Mailing List Archive

DisjunctionMinQuery
Hi all,

I noticed we have a DisjunctionMaxQuery
<https://github.com/apache/lucene/blob/branch_9_7/lucene/core/src/java/org/apache/lucene/search/DisjunctionMaxQuery.java>
but
not a corresponding DisjunctionMinQuery. I was just wondering if there was
a specific reason for that? Or is it just that it is not a common query to
use?

Thanks!
Marc
Re: DisjunctionMinQuery [ In reply to ]
Hi Marc,

Can you clarify what the semantics of a DisjunctionMinQuery would be? Would
you keep the score for the *lowest* scoring disjunct (plus some tiebreaker
applied to the other matching disjuncts)?

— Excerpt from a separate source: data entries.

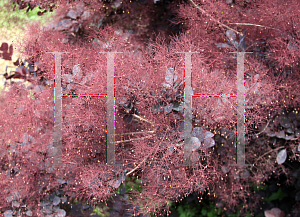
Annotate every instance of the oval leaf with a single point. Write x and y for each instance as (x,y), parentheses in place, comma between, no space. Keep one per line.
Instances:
(171,77)
(281,157)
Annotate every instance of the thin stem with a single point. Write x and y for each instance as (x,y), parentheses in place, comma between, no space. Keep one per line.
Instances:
(130,140)
(142,119)
(134,133)
(217,21)
(263,129)
(268,153)
(250,24)
(144,159)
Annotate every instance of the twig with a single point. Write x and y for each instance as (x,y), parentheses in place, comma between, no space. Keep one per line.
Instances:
(143,160)
(142,119)
(268,153)
(250,24)
(204,12)
(263,129)
(133,133)
(117,142)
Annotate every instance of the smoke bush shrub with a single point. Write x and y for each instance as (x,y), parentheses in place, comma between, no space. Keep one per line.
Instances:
(27,121)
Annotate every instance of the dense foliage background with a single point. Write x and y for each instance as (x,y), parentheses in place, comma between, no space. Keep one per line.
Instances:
(149,89)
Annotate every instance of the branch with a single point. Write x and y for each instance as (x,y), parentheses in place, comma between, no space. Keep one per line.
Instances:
(142,119)
(217,21)
(133,133)
(250,24)
(146,137)
(268,153)
(262,130)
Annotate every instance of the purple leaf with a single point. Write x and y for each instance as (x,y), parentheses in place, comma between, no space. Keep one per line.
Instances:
(281,157)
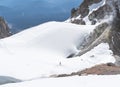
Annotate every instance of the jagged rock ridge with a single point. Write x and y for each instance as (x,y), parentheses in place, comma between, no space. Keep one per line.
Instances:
(4,29)
(108,31)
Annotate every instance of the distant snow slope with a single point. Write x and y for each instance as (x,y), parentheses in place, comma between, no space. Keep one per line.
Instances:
(41,51)
(76,81)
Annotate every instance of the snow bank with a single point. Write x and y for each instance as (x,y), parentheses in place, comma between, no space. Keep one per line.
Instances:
(76,81)
(41,51)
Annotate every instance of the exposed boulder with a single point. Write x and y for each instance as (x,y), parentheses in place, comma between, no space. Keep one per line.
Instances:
(4,29)
(105,32)
(92,12)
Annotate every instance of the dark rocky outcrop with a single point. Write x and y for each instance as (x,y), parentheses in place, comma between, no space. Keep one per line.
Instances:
(107,32)
(95,15)
(4,29)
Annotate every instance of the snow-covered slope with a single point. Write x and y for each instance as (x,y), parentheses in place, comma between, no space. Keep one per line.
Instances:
(76,81)
(41,51)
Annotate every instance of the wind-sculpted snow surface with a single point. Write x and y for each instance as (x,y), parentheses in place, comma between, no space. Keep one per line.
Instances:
(41,51)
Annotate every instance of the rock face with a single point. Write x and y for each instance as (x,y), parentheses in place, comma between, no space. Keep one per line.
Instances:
(4,29)
(97,11)
(93,11)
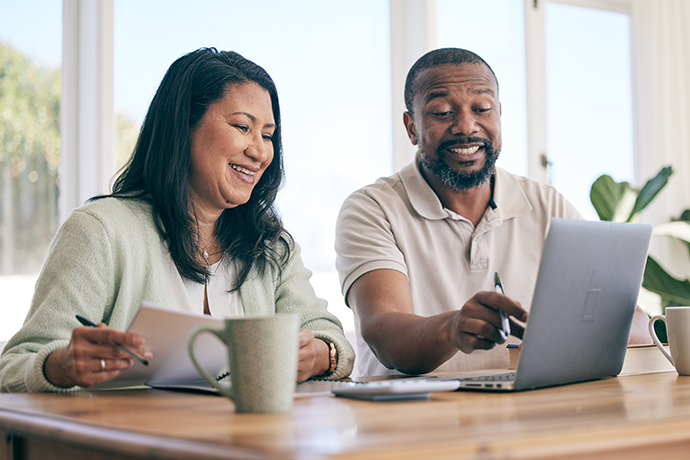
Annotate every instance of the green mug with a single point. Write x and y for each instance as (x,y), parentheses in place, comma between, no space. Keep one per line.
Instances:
(262,355)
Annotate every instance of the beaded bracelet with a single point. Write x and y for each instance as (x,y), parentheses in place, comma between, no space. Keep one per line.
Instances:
(333,355)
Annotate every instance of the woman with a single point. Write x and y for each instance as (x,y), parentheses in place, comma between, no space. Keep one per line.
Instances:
(190,225)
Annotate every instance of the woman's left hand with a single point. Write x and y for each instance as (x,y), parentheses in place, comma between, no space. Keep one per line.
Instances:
(314,358)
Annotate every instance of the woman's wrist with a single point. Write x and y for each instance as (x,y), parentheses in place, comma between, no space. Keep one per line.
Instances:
(329,357)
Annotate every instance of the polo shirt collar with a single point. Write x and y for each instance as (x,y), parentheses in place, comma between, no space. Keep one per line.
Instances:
(508,195)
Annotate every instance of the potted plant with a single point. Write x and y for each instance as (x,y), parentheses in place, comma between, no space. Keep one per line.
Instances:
(620,202)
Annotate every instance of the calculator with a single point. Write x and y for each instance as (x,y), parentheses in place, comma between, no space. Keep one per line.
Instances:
(393,390)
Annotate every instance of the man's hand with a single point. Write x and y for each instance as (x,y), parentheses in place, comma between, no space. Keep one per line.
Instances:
(91,357)
(402,340)
(314,356)
(476,326)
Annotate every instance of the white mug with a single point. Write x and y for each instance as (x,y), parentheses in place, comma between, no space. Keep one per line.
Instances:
(677,321)
(263,353)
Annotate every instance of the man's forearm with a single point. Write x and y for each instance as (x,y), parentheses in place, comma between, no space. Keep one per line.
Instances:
(410,343)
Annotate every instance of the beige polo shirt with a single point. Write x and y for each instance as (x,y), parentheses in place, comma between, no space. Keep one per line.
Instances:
(399,223)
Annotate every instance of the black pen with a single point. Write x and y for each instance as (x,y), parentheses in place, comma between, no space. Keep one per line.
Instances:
(505,322)
(86,322)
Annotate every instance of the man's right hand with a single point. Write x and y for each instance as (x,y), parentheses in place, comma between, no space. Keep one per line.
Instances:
(82,361)
(476,325)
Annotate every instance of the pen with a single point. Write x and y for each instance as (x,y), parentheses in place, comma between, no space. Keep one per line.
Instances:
(505,323)
(86,322)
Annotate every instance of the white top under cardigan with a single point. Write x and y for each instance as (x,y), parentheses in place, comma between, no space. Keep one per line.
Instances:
(186,295)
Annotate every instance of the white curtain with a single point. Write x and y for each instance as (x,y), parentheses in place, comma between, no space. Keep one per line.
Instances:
(661,56)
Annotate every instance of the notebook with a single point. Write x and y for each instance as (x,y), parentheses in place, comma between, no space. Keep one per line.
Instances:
(582,310)
(167,333)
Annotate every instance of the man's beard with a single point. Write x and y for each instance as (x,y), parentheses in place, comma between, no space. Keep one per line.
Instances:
(456,180)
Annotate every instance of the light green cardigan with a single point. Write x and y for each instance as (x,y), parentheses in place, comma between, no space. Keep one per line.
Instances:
(105,259)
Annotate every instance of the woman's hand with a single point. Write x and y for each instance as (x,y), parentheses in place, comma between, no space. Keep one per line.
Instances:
(314,356)
(91,357)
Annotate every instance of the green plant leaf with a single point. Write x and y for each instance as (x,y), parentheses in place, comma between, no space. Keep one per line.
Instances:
(678,229)
(606,195)
(670,289)
(650,190)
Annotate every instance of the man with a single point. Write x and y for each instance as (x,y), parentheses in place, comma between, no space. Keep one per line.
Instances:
(417,251)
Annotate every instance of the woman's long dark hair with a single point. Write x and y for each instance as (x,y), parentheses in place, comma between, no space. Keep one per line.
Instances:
(158,171)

I'm trying to imagine how that would work compared to the classic DisMax
use-case. Say I'm searching for "dalmatian" using a DisMax query over term
queries against title and body. A match on title is probably going to score
higher than a match against the body, just because the title has a shorter
length (and the doc frequency of individual terms in the title is likely to
be lower, since there are fewer terms overall). With DisMax, a match on
title alone will score higher than a match on body, and the tie-break will
tend to score a match on title and body higher than a match on title alone.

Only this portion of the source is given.